Maleficent | reviews, news & interviews
Maleficent
Maleficent
British pixies steal the show in largely leaden blockbuster
For the latest in a seemingly endless line of misunderstood cultural icons, meet Maleficent, the preternaturally smooth-cheeked anti-hero (or maybe not ) of the new celluloid blockbuster of the same name.
Maleficent may sport black headgear and let rip with curses but beneath the feisty public persona beats a bruised if real heart and much the same message of female empowerment that sent last year's Disney entry, Frozen, into the stratosphere. Not that our current figure's fearsomeness need be accepted at face value. After all, how seriously can one take this of all actresses, with her capacious (and by now world-renowned) brood, when she at one point snarls, "I don't like children", an in-joke of sorts given that her own five-year-old daughter, Vivienne Jolie-Pitt, shares the screen with mum as one of the movie's various Auroras.
Maleficent the film is one of those studies in girl power on which the Disney franchise thrives, packed with enough set pieces and combat to keep battle-happy boys in the audience content as well. Adults may have a trickier time navigating the 95 minutes without checking their watches or waiting for a (non-existent) song to leaven the tedium that sets in. Not for the first time, one gets the impression early on that all due care and attention have gone to the visuals and less so to the writing, which would explain why Linda Woolverton's script seems so piecemeal and why the director Robert Stromberg can't make an arresting whole out of some intermittently arresting parts.
The plot hinges on Maleficent's romantic betrayal at the hands of the venomous king, Stefan (Sharlto Copley), whose earlier signs of sweetness - when his iron ring burns her young and smitten hand, he casts it away so that the fresh-faced lovers can touch - give way to paranoia and spite and result in Maleficent casting a curse on his daughter, Aurora, and, well, you probably know the rest. The point here is to amplify the Sleeping Beauty legend from a less commonly considered vantage point, in precisely the same way that Wicked recasts our perceptions of the green-skinned villainness and finds a troubled soul bursting to break through the make-up.
The make-up here extends to Jolie looking a shade or two too gaunt, if you ask me, her eyes flashing as she struggles to survive without the wings that Stefan has cruelly stolen from her. (The lipstick, it must be said, is pretty fab: stand by for Maleficent-themed nights coming to a friendly dive near you.) And as is often the case in such instances, the object of all the fuss - the apple-cheeked Aurora - seems a comparative blank well before the soon-to-be-16-year-old famously pricks her finger, and there's not much Elle Fanning, who carries the bulk of the role, can do beyond smile and look demure and wait for Brenton Thwaites (the Australian actor who plays her prince) to kiss her.

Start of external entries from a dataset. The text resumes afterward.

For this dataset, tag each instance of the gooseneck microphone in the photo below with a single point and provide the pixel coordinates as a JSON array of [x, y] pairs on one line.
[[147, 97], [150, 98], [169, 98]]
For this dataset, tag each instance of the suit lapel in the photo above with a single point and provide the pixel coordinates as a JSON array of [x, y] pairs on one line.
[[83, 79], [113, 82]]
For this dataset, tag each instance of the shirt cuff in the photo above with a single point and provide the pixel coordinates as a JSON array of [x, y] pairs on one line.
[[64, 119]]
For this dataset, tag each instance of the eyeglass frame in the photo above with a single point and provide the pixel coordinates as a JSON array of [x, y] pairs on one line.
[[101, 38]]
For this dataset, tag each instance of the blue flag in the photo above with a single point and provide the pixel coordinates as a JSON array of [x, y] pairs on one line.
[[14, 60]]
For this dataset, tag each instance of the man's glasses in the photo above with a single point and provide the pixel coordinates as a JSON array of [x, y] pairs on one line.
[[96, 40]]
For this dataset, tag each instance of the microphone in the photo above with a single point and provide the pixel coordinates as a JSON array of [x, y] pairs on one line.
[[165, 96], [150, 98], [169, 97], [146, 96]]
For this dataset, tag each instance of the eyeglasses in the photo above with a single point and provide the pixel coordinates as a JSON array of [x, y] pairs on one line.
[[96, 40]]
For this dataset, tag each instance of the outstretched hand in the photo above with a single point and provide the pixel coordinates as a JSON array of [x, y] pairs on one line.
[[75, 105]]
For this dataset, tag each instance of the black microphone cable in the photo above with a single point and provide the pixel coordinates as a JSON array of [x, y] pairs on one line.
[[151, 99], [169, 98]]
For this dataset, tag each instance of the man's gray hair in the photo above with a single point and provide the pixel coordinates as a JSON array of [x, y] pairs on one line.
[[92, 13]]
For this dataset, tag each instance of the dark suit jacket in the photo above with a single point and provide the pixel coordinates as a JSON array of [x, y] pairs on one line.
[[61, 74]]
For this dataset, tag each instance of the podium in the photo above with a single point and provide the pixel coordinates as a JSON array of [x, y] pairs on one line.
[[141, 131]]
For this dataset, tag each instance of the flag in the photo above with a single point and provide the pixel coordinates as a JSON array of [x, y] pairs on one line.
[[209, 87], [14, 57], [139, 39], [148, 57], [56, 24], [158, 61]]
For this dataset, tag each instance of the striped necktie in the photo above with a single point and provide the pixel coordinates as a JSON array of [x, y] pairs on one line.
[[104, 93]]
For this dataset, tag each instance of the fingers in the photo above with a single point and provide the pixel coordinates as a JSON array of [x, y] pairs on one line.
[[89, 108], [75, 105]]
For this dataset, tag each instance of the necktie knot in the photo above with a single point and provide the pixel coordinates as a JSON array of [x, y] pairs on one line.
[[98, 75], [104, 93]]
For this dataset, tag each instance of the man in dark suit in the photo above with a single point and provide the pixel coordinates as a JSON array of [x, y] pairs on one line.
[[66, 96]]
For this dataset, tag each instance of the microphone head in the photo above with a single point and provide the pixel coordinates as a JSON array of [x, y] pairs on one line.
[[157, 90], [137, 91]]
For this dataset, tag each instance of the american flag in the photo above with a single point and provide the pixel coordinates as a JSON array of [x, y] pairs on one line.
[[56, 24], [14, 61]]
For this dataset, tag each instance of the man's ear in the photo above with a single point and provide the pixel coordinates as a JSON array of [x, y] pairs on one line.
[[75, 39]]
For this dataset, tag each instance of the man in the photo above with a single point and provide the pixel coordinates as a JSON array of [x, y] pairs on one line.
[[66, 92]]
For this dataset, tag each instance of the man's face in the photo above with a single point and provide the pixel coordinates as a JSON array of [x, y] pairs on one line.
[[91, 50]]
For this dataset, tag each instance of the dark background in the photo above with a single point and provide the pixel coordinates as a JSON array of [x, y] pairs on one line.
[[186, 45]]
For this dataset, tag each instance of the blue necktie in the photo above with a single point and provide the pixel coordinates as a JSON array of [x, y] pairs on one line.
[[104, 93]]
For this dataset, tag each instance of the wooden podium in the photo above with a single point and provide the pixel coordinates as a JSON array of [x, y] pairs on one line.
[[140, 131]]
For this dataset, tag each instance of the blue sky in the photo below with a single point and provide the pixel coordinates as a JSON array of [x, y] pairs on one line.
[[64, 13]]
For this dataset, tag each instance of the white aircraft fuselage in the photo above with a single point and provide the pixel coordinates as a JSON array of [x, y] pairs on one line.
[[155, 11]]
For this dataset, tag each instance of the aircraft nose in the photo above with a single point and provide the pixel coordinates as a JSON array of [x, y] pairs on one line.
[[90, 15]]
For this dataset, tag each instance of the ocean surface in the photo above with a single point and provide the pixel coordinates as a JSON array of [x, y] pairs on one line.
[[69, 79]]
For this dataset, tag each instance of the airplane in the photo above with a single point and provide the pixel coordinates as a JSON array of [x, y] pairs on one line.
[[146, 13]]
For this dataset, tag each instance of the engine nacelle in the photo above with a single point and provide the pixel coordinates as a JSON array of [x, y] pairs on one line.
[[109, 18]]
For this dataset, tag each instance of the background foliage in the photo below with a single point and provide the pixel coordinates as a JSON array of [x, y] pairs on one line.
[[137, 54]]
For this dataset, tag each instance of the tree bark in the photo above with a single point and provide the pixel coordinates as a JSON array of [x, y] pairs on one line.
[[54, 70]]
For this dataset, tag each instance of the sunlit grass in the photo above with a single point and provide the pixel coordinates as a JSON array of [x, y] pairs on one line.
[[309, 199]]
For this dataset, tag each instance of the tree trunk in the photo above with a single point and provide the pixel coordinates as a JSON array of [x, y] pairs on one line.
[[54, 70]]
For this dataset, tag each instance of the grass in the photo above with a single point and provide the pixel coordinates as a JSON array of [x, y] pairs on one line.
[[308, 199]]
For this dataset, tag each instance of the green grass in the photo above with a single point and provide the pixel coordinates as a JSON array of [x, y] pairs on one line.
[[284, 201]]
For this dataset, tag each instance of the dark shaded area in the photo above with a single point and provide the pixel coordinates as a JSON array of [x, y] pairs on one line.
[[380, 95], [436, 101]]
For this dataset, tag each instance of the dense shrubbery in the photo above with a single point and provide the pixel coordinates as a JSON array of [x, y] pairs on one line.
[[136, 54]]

In the end, the film is pretty much stolen outright by the three pixies, or good fairies, tasked with looking after Maleficent through her formative years while the poor child's dad rants and rages elsewhere. As played by Juno Temple, Imelda Staunton, and Lesley Manville, the trio (pictured above) first appear in diminutive form - they would appear to have been carried aloft via a set of eye-droppers - only to be transformed into something resembling actual size so they can raise a gently comic fuss over the fast-growing princess in their care. To find Staunton and Manville, in particular, larking about in this way is a particular hoot for those lucky enough to have caught their recent, decidedly intense turns on stage. In whatever realm they find themselves, long may these two ladies fly.